Geometry of bounded generic domains with piecewise smooth boundary

TL;DR

This paper investigates the geometry of bounded domains with piecewise smooth boundaries, establishing relationships between the squeezing function, Levi flatness, and biholomorphic equivalences to bidisks and Teichmüller spaces.

Contribution

It provides new insights into the geometric properties of bounded generic convex domains and their biholomorphic classifications, especially relating to the bidisk and Teichmüller spaces.

Findings

Bounded generic convex domains with piecewise C^2 boundary and finite volume quotients are biholomorphic to bidisks.

The squeezing function relates to Levi flatness on these domains.

Teichmüller spaces with genus g ≥ 2 cannot be biholomorphic to such bounded domains.

Abstract

In this paper, we study the geometry of bounded domains with piecewise smooth boundary.
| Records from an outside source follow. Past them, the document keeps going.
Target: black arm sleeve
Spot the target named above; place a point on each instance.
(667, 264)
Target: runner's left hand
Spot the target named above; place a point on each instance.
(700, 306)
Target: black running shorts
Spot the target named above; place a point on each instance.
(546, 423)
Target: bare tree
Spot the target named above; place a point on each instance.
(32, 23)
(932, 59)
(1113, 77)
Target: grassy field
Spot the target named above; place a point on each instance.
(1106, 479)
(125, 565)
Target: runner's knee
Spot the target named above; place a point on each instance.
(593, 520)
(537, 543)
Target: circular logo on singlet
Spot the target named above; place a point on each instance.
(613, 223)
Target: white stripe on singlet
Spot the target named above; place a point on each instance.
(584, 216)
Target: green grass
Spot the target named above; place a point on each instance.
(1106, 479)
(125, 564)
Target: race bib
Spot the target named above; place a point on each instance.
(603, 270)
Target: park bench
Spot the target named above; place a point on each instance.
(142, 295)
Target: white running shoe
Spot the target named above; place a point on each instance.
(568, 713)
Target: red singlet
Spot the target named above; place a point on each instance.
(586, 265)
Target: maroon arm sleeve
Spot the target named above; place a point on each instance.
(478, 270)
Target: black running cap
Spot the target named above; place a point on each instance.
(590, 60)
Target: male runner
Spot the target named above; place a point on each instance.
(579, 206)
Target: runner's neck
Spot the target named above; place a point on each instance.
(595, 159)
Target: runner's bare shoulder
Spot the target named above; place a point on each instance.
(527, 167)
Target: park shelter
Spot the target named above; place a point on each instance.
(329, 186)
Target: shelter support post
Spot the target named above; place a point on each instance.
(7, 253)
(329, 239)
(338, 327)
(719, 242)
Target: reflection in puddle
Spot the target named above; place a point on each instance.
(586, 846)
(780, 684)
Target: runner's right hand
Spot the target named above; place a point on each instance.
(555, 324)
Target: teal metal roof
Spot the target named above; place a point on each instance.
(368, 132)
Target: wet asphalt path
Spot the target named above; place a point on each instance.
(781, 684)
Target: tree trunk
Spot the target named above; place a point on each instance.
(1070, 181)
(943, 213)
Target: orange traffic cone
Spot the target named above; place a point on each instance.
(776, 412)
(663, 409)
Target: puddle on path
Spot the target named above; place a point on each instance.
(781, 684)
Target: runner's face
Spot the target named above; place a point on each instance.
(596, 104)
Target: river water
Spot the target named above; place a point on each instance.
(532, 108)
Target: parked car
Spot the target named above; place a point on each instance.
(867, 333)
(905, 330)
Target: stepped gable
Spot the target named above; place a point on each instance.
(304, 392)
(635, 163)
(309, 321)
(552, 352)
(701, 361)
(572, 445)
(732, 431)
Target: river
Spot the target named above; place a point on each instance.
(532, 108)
Specifically, we obtain the relationship between the squeezing function corresponding to polydisk and Levi flatness on bounded generic convex domains. As an application, we prove that a two dimensional bounded generic convex domain with piecewise $C^2$-smooth boundary that admits a finite volume quotient is biholomorphic to bidisk. Moreover, we show that any Teichm$\ddot{\operatorname{u}}$ller space $\mathcal{T}_g$ with $g\geq2$ can not be biholomorphic to a bounded generic domain with piecewise $C^2$-smooth boundary.